Personal information
- Full name: Warren Anthony Neill
- Date of birth: 21 November 1962 (age 63)
- Place of birth: Acton, England
- Height: 5 ft 8 in (1.73 m)
- Position: Defender

Senior career*
- Years: Team / Apps / (Gls)
- 1980–1988: Queens Park Rangers / 181 / (3)
- 1988–1996: Portsmouth / 218 / (3)
- 1996: Watford / 1 / (0)
- Total:  / 400 / (6)

International career
- 1978: England Schoolboys / 5 / (0)

= Warren Neill =

English footballer

Warren Anthony Neill (born 21 November 1962) is an English former footballer who played in the Football League for Queens Park Rangers and Portsmouth. After his playing career, he rejoined Queens Park Rangers as a coach.

Neill made his QPR debut against Chelsea in 1980 and went on to play 181 league games scoring 3 goals. He played in the FA Cup Final replay in 1982 (replacing the suspended Glenn Roeder), was part of the Second Division Championship team in 1983 and a member of the 1986 Football League Cup Final team.

He transferred to Portsmouth in 1988. He helped Portsmouth reach the 1992 FA Cup semi final, and provided the through pass for Pompey's goal in the first game, but was one of three Pompey players to miss his kick as they lost the replay on a penalty shoot-out to Liverpool.

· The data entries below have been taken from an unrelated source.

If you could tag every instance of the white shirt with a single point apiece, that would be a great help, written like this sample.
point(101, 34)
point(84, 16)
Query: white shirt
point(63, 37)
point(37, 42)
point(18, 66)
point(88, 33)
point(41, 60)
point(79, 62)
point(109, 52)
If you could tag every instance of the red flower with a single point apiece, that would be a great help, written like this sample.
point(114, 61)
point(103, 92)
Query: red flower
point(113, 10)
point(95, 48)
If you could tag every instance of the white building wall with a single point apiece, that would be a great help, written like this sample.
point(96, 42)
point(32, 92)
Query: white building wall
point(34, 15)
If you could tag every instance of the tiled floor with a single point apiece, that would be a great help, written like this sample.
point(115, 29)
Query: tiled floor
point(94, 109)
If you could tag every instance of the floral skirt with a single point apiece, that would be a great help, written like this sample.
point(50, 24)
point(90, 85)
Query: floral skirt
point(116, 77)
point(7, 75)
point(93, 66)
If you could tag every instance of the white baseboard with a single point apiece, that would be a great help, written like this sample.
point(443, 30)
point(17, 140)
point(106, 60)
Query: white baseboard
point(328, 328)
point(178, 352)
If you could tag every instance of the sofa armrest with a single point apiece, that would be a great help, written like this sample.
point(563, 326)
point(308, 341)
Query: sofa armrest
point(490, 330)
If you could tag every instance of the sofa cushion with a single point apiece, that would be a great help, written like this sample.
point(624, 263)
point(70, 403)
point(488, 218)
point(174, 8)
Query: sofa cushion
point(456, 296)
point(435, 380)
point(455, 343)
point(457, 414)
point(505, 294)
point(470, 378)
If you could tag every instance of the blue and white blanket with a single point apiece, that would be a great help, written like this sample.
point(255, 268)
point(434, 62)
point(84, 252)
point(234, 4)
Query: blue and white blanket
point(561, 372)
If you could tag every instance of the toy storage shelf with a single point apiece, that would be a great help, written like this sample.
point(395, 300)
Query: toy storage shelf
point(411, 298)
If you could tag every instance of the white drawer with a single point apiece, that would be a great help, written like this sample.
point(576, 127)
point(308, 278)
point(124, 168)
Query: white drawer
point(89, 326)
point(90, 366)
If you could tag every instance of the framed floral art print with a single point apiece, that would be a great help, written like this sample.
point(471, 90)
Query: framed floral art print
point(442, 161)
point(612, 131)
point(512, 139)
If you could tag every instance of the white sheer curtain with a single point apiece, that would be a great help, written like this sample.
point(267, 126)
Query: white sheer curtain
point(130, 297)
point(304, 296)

He was invited onto the QPR coaching staff by manager John Gregory towards the end of the 2006–07 season on a temporary basis, making the deal permanent in June 2007. On 16 January 2008 Neill joined Luton Town as assistant to Mick Harford. On 27 November 2008, Neill was released from his position of assistant, being replaced by former Luton player Kevin Watson.